Neste ano, a Polícia Federal realizou duas operações de busca e apreensão em casos de investigação sob possível uso irregular da cota parlamentar. No primeiro caso, revelado em outubro, a PF foi até endereços ligados ao deputado federal Gustavo Gayer (PL-GO) por suposta associação criminosa voltada para desvio de cota parlamentar. Gayer diz que as buscas “visam prejudicá-lo”.
A última operação ocorreu nesta última quinta-feira, 19, a PF fez buscas em endereços ligados aos deputados Sóstenes Cavalcante (PL-RJ) e Carlos Jordy (PL-RJ) em uma investigação que apura suspeita de desvio de cota parlamentar.
As primeiras informações sobre a operação apontam para indícios de um esquema, envolvendo também empresários, para desviar verbas das cotas parlamentares. De acordo com a PF, “agentes públicos e empresários teriam estabelecido um acordo ilícito para o desvio de recursos”. Jordy negou irregularidades e disse ser vítima de perseguição, e Sóstenes Cavalcante disse que tem convicção da lisura do trabalho de seus assessores.
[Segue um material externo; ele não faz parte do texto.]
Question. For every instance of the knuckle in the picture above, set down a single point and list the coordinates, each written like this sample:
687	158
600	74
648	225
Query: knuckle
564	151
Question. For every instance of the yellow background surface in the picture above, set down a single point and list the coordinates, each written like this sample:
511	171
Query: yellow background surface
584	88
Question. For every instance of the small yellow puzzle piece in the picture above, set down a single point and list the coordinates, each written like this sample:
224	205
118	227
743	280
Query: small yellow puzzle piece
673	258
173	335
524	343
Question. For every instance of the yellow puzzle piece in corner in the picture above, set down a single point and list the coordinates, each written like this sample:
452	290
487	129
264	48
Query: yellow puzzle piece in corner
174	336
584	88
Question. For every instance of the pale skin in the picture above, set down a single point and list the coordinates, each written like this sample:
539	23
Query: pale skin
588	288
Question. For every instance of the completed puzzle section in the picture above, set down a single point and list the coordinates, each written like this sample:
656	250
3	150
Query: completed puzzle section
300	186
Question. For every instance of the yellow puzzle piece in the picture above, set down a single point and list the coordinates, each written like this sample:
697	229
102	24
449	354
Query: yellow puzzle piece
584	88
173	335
Assim como acontece nos últimos anos, a Câmara gasta mais dinheiro na divulgação da atividade parlamentar. Foram R$ 81,8 milhões gastos até então. O recurso pode ser usado para fazer panfletos ou custear equipes de comunicação para produção de conteúdos nas redes sociais — desde que sejam usados com o fim de informar o trabalho do deputado.
Somado com o aluguel de carros (R$ 37,9 milhões), o segundo maior gasto, as duas modalidades totalizam mais de 50% de tudo o que foi gasto com cota parlamentar.
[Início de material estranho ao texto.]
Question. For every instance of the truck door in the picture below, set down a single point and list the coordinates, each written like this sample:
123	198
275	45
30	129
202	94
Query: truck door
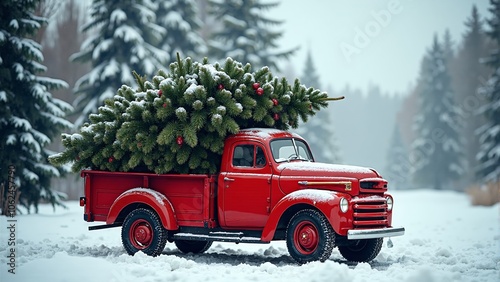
246	187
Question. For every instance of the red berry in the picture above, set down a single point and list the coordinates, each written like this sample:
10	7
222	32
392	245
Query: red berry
259	91
180	140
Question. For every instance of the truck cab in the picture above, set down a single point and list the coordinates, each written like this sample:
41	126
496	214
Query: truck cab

Átila Lins (PSD-AM) foi o deputado que mais gastou dinheiro da cota parlamentar neste ano até o momento. A Câmara o ressarciu R$ 577,2 mil dos gastos dele ao longo de 2024. A maior parte do gasto dele foi com o fretamento de aeronaves (R$ 311,8 mil) e com a divulgação de atividade parlamentar (108,3 mil). Parlamentares amazonenses costumam usar mais do recurso de fretamento de aeronaves em razão da dificuldade de locomoção ágil entre cidades do Estado. Procurado, o deputado não se manifestou.
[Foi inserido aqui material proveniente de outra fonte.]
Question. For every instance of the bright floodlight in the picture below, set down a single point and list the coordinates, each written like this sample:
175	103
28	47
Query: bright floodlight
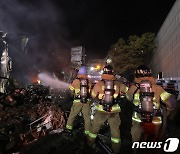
92	68
109	61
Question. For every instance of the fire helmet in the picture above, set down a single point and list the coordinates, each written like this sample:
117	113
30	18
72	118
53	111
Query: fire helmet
82	70
143	71
108	69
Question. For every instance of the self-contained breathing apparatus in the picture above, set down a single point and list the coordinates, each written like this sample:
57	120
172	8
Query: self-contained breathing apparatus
83	94
146	106
108	98
146	100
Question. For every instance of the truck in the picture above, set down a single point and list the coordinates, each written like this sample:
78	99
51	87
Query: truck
77	56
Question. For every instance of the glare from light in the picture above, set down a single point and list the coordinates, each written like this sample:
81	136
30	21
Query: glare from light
98	67
92	68
109	61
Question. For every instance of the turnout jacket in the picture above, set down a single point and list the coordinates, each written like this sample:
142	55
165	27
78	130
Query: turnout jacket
98	92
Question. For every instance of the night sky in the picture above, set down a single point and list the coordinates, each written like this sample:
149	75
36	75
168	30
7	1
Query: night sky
98	24
54	26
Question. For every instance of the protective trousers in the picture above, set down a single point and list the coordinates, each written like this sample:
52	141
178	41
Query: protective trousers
76	108
114	122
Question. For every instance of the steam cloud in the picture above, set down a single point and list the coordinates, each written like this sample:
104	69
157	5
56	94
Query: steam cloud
48	80
44	24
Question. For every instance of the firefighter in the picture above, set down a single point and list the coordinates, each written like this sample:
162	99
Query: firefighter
80	89
146	96
107	92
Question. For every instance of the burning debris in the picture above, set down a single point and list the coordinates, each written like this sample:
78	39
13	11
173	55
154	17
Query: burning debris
26	115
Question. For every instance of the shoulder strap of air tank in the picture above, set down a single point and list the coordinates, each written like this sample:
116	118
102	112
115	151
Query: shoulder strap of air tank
137	87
Deputados podem ganhar o reembolso da Câmara via cota parlamentar caso gaste dinheiro com:
- passagens aéreas (foram gastos R$ 31,3 milhões);
- conta telefônica do telefone funcional do deputado, dos gabinetes, dos escritórios nos Estados e dos imóveis funcionais (foram gastos R$ 25,8 milhões);
- Manutenção de escritórios de apoio à atividade parlamentar — caso de aluguel de imóveis, energia elétrica, água e esgoto, acesso à internet, etc. (foram gastos R$ 29,2 milhões);
- Assinatura de publicações, como jornais (foram gastos R$ 71,5 mil);
- Alimentação exclusivamente do deputado (foram gastos R$ 1,1 milhão);
- Hospedagem, exceto no Distrito Federal (foram gastos R$ 3,3 milhões);
- Locação ou fretamento de aeronaves (foram gastos R$ 1,8 milhão);
- Locação ou fretamento de veículos, com limite de R$ 12.713,00 mensais e permitida contratação de seguro (foram gastos R$ 37,9 milhões);
- Locação ou fretamento de embarcações (foram gastos R$ 221,7 mil);
- Serviços de táxi, Uber, pedágio e estacionamento, com limite de R$ 2.700 mensais (foram gastos R$ 1 milhão);
- Passagens terrestres, marítimas ou fluviais (foram gastos R$ 116,7 mil);
- Combustíveis e lubrificantes, com limite mensal de R$ 9.392 (foram gastos R$ 20,9 milhões);
- Serviços de segurança de empresas especializadas, com limite de R$ 8.700,00 mensais (foram gastos R$ 1,38 milhão);
- Divulgação da atividade parlamentar, com a exceção dos 120 dias anteriores à data das eleições, se o deputado for candidato (foram gastos R$ 81,8 milhões);
- Participação em cursos, congressos ou eventos, realizados por instituição especializada, com limite mensal de R$7.697,17 (foram gastos R$ 54,9 mil);
- Complementação de auxílio-moradia, com limite mensal de R$ 4.148,80 (não houve gasto do tipo);
- Aquisição de tokens e certificados digitais (foram gastos R$ 14,6 mil).